Fermi telescope sees giant gamma-ray burst

WASHINGTON, Feb. 23 (UPI) -- The first gamma-ray burst to be seen in high resolution from the U.S. space agency's Fermi Gamma-ray Space Telescope is the largest such burst ever recorded.

The National Aeronautics and Space Administration said the blast had the greatest total energy, the fastest motions and the highest-energy initial emissions ever seen.

Advertisement

Astronomers said gamma-ray bursts are the universe's most luminous explosions, most occurring when massive stars run out of nuclear fuel.

"As a star's core collapses into a black hole, jets of material -- powered by processes not yet fully understood -- blast outward at nearly the speed of light," said NASA. "The jets bore all the way through the collapsing star and continue into space, where they interact with gas previously shed by the star and generate bright afterglows that fade with time."

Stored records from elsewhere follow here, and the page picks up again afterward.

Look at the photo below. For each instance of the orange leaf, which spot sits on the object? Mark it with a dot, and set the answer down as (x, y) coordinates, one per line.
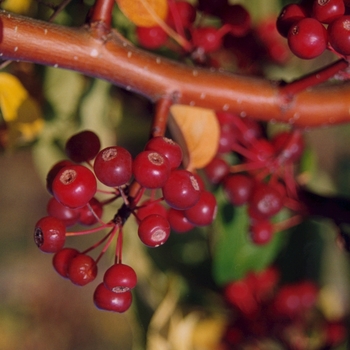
(144, 13)
(197, 131)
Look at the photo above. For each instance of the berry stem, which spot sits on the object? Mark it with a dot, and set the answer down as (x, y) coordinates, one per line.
(119, 247)
(110, 237)
(161, 117)
(101, 16)
(288, 91)
(92, 230)
(100, 241)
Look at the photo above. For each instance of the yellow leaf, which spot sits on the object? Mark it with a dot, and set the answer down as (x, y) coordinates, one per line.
(12, 95)
(27, 124)
(144, 13)
(21, 7)
(197, 131)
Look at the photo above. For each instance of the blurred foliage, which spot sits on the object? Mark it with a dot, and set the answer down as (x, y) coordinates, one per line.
(178, 303)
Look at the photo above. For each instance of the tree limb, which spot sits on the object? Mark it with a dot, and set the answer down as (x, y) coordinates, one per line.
(109, 56)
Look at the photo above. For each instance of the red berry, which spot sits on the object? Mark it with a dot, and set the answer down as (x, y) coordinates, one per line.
(62, 259)
(90, 217)
(74, 186)
(151, 37)
(204, 211)
(119, 278)
(266, 201)
(326, 11)
(262, 150)
(181, 13)
(216, 170)
(50, 234)
(181, 191)
(154, 230)
(105, 299)
(83, 146)
(238, 188)
(307, 38)
(339, 35)
(113, 166)
(68, 215)
(151, 169)
(167, 148)
(207, 39)
(178, 221)
(82, 269)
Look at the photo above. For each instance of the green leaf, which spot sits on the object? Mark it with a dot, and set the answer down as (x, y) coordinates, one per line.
(234, 254)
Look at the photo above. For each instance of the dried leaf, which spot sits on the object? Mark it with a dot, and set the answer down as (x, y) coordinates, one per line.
(144, 13)
(197, 131)
(12, 95)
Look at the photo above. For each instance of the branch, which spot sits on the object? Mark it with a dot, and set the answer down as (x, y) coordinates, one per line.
(111, 57)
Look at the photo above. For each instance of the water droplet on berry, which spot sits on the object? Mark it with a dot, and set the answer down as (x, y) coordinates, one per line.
(38, 237)
(68, 176)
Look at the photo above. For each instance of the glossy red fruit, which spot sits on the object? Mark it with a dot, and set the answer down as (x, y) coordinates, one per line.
(74, 186)
(265, 201)
(307, 38)
(238, 188)
(151, 37)
(181, 14)
(207, 39)
(83, 146)
(89, 216)
(62, 259)
(217, 170)
(262, 150)
(113, 166)
(339, 35)
(149, 207)
(178, 221)
(204, 211)
(167, 148)
(326, 11)
(105, 299)
(181, 190)
(154, 230)
(68, 215)
(120, 278)
(82, 269)
(151, 169)
(50, 234)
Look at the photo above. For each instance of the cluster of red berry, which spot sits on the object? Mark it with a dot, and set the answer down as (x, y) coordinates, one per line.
(232, 30)
(264, 310)
(74, 187)
(263, 177)
(311, 30)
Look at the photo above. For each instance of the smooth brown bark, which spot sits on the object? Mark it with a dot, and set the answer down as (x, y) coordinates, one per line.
(93, 52)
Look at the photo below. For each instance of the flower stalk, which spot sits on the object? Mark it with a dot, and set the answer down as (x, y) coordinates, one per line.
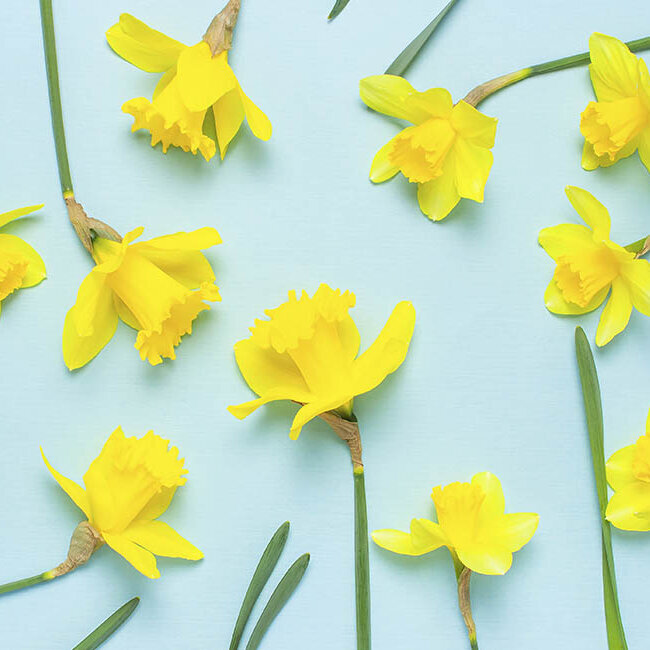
(84, 226)
(478, 94)
(348, 431)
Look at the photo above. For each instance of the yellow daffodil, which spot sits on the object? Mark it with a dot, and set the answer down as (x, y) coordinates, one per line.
(127, 487)
(196, 79)
(307, 353)
(158, 287)
(446, 151)
(471, 523)
(20, 265)
(628, 474)
(589, 264)
(617, 124)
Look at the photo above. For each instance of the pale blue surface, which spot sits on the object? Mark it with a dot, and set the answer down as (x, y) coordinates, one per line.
(490, 382)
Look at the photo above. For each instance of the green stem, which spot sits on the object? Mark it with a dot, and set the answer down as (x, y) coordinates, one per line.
(26, 582)
(478, 94)
(362, 565)
(51, 68)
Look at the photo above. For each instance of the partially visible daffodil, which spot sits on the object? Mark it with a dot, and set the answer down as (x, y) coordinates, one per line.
(628, 474)
(196, 79)
(618, 123)
(20, 265)
(158, 287)
(473, 525)
(446, 151)
(589, 264)
(307, 353)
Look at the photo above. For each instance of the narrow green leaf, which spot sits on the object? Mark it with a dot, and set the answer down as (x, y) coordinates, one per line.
(261, 576)
(404, 60)
(338, 7)
(278, 599)
(115, 620)
(594, 414)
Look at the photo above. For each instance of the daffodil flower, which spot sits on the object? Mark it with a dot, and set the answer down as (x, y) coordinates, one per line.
(589, 264)
(618, 123)
(20, 265)
(158, 287)
(196, 79)
(628, 474)
(306, 352)
(473, 525)
(446, 151)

The large explosion see by Fermi occurred at 7:13 p.m. EDT Sept. 15, in the constellation Carina. Fermi's other instrument, the Gamma-ray Burst Monitor, simultaneously recorded the event, space agency officials said. Together, the two instruments provide a view of the blast's initial, or prompt, gamma-ray emission from energies between 3,000 to more than 5 billion times that of visible light.

Advertisement

The event is reported in the online journal Science Express.